I have a data.table containing a name column, and I'm trying to extract a regular expression from this name. The most obvious way to do it in this case is with the := operator, as I'm assigning this extracted string as the actual name of the data. In doing so, I find that this doesn't actually apply the function in the way that I would expect. I'm not sure if it's intentional, and I was wondering if there's a reason it does what it does or if it's a bug.

library(data.table)
dt <- data.table(name = c('foo123', 'bar234'))

Searching for the desired expression in a simple character vector behaves as expected:

name <- dt[1, name]
pattern <- '(.*?)\\d+'
regmatches(name, regexec(pattern, name))
[[1]]
[1] "foo123" "foo"  

I can easily subset this to get what I want

regmatches(name, regexec(pattern, name))[[1]][2]
[1] "foo"

However, I run into issues when I try to apply this to the entire data.table:

dt[, name_final := regmatches(name, regexec(pattern, name))[[1]][2]]
dt
    name name_final
1: foo123        foo
2: bar234        foo

I don't know how data.table works internally, but I would guess that the function was applied to the entire name column first, and then the result is coerced into a vector somehow and then assigned to the new name_final column. However, the behavior I would expect here would be on a row-by-row basis. I can emulate this behavior by adding a dummy id column;

dt[, id := seq_along(name)]
dt[, name_final := regmatches(name, regexec(pattern, name))[[1]][2], by = list(id)]
dt
    name name_final id
1: foo123        foo  1
2: bar234        bar  2

Is there a reason that this isn't the default behavior? If so, I would guess that it had to do with columns being atomic to the data.table rather than the rows, but I'd like to understand what's going on there.
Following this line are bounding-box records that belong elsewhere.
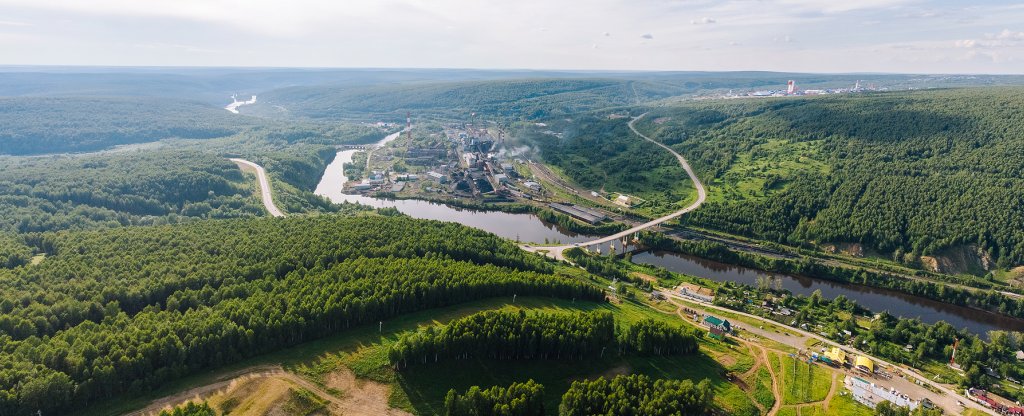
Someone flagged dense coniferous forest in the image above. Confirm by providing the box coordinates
[0,97,379,155]
[0,150,264,233]
[160,402,217,416]
[246,78,683,120]
[643,234,1024,318]
[388,309,702,368]
[0,121,386,233]
[558,374,712,416]
[517,115,693,211]
[388,309,615,368]
[444,380,545,416]
[0,216,600,414]
[641,88,1024,267]
[0,97,253,155]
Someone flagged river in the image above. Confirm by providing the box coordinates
[633,251,1024,337]
[315,133,1024,336]
[314,132,596,243]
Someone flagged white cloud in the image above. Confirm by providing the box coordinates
[0,0,1024,72]
[953,39,978,48]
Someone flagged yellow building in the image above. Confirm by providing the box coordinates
[825,346,846,366]
[855,356,874,374]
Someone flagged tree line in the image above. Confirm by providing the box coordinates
[444,379,545,416]
[641,233,1024,318]
[0,216,602,414]
[388,310,615,368]
[638,87,1024,267]
[388,310,701,369]
[558,374,713,416]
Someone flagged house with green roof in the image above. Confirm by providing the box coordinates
[705,315,732,333]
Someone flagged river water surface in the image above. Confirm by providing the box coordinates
[315,133,1024,336]
[633,251,1024,335]
[314,133,597,243]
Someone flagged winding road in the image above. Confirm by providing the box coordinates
[522,113,708,260]
[229,158,285,216]
[659,295,997,416]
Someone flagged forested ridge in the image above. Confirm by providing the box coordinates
[444,380,545,416]
[0,96,385,155]
[610,87,1024,267]
[0,97,254,155]
[388,309,701,369]
[256,78,684,120]
[517,114,693,211]
[0,150,263,233]
[558,374,712,416]
[0,124,386,233]
[0,215,600,414]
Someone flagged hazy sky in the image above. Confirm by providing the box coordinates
[0,0,1024,74]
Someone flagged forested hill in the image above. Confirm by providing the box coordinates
[0,215,602,415]
[0,97,385,155]
[243,79,684,119]
[0,97,259,155]
[641,87,1024,267]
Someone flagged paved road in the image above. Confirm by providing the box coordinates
[230,159,285,216]
[662,288,996,415]
[522,113,708,260]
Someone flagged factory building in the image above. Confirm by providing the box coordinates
[548,203,607,224]
[845,375,920,410]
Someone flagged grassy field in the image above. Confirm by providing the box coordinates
[701,139,829,202]
[90,269,770,416]
[775,356,831,405]
[754,367,775,409]
[339,295,757,415]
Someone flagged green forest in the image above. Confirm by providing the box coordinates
[0,216,601,414]
[0,96,379,155]
[516,115,695,213]
[538,88,1024,268]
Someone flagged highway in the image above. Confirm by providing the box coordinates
[522,113,708,260]
[229,159,285,216]
[658,288,996,415]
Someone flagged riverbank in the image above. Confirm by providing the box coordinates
[640,233,1024,332]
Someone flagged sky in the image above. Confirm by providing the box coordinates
[0,0,1024,74]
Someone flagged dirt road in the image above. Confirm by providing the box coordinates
[659,295,995,415]
[229,159,285,216]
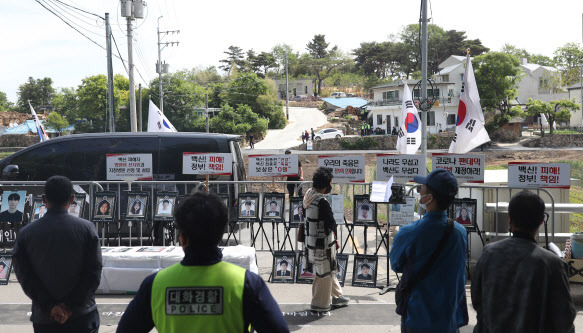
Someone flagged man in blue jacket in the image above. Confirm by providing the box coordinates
[389,169,468,333]
[117,193,289,333]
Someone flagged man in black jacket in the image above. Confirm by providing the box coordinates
[13,176,102,332]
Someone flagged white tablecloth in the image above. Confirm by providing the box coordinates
[97,245,259,294]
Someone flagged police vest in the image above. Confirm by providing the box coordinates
[150,261,247,333]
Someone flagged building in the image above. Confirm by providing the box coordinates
[273,78,314,99]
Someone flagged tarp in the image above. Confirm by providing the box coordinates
[322,97,368,109]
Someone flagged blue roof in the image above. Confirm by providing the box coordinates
[322,97,368,109]
[3,120,75,134]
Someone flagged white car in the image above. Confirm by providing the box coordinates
[314,128,344,140]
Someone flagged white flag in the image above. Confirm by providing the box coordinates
[449,54,490,154]
[148,100,178,132]
[28,101,49,142]
[397,81,421,154]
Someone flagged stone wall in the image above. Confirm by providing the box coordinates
[522,134,583,148]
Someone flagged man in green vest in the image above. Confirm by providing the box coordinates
[117,192,289,333]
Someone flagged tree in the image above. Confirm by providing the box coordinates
[17,77,55,113]
[219,45,245,76]
[45,111,69,133]
[526,98,580,136]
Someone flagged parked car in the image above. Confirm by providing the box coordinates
[314,128,344,140]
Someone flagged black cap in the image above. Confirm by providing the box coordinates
[413,169,458,196]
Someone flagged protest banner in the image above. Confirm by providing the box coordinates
[249,155,299,177]
[318,155,365,183]
[376,154,427,181]
[508,162,571,188]
[431,153,485,183]
[106,154,152,180]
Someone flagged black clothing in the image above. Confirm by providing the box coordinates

Pretty much nothing in R runs on a row-by-row basis. It's always better to work with columns of data at a time so you can pretty much assume that the entire column vector of values will be passed in as a parameter to your function. Here's a way to extract the second element for each item in the regmatches list

dt[, name_final := sapply(regmatches(name, regexec(pattern, name)), `[`, 2)]

Functions like sapply() or Vectorize() can "fake" a per-row type call for functions that aren't meant to be run on a vector/list of data at a time.